A distorção que ocorre em altos volumes combina a voz introduzida pelo pré-amplificador com as características das válvulas de potência e do transformador de saída. A distorção que ocorre em altos níveis de volume incorpora, também, aquela originada no próprio alto-falante.

Este sistema completo, de pré-amplificador, potência e alto-falantes mostrou-se impossível de simular até os dias atuais. Nenhum emulador ou atenuador de potência foi capaz de reproduzir o timbre de um amplificador valvulado funcionando no limite.

Porém, só é possível amplificar sinais que tiverem sido previamente “condicionados” – ou seja, que já tenham sido modelados de acordo com o circuito equalizador e amplificados a um nível suficiente para excitar o amplificador de potência. Essa tarefa também cabe ao pré-amplificador. No preamp são inseridos os primeiros cortes (clipagem) na forma de onda, gerando o timbre que será levado adiante no circuito de amplificação.
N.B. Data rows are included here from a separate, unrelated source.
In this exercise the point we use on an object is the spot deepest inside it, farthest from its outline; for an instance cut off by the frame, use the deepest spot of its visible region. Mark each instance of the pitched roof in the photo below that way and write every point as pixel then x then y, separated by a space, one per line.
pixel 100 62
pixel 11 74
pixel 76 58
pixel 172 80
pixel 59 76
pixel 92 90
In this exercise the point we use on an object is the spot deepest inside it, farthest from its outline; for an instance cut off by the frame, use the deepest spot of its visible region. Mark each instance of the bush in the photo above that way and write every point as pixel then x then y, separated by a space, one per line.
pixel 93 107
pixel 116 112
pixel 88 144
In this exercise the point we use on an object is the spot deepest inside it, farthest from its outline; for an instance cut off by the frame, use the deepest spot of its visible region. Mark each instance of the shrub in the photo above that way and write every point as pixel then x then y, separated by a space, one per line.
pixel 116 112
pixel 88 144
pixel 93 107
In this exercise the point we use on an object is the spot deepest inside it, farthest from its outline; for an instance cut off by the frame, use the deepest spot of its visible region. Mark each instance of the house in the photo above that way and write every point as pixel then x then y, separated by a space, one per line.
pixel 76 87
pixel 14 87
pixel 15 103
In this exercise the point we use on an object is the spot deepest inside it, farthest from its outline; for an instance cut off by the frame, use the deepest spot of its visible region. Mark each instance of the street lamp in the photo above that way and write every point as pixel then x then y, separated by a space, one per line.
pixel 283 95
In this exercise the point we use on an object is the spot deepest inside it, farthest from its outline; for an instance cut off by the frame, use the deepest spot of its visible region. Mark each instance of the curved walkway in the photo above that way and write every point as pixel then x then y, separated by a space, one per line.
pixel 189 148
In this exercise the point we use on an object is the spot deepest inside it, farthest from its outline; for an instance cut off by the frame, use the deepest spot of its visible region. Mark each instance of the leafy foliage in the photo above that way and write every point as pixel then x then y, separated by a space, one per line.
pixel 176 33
O sinal de áudio chega ao final do pré-amplificador com grande amplitude, ou tensão AC. Porém, não possui potência suficiente (a qual depende, também, da corrente elétrica) para excitar os alto-falantes. Em termos práticos, pode-se dizer que o pré-amplificador “acrescenta voltagem ao sinal” e o amplificador de potência “acrescenta corrente”.
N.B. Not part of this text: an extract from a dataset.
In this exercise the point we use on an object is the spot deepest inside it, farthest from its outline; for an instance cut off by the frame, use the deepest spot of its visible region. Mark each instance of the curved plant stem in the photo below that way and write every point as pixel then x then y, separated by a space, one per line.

Existem várias formas de se obter distorção. Uma delas, a mais simples, consiste em empregar componentes que limitam o sinal acima de determinado nível, causando corte abrupto da forma de onda, característica que chamamos de “clipagem”, do verbo inglês “to clip”, ou “cortar”.

Diodos de silício são frequentemente usados para “clipar” (cortar) o sinal, porém é possível efetuar clipagem usando um triodo, a exemplo daqueles na 12AX7, configurado como diodo.

Outra forma de gerar distorção é por meio do excesso de excitação da válvula. Quando a grade da válvula é ajustada para encontrar-se a 1.5V negativos em relação ao catodo, um sinal de 2 V irá “saturar” a grade, e ultrapassar em 0.5V o potencial do catodo. Quando a grade se torna mais positiva que o catodo, deixa de ser um circuito de alta impedância, e permite a condução de corrente. A queda na impedância na região dos zero volts causa corte no sinal recebido de uma fonte de alta impedância. Nesse caso, a distorção é causada por excesso de sinal na grade, ou seja, excesso (over) de excitação (drive) de grade, daí a origem do termo “overdrive”.

Digamos, no entanto, que a grade esteja trabalhando dentro da região negativa, ou seja, não há overdrive. É possível, também, causar clipagem no anodo, ou placa, da válvula. Quando na grade aplicamos sinal suficientemente negativo, nos aproximamos da região de corte da válvula, neste momento a tensão de placa não consegue mais subir, pois encontra-se próxima a +B. Assim, mesmo que a grade se torne ainda mais negativa, a tensão de anodo permanecerá em corte superior, causando clipagem do sinal de entrada.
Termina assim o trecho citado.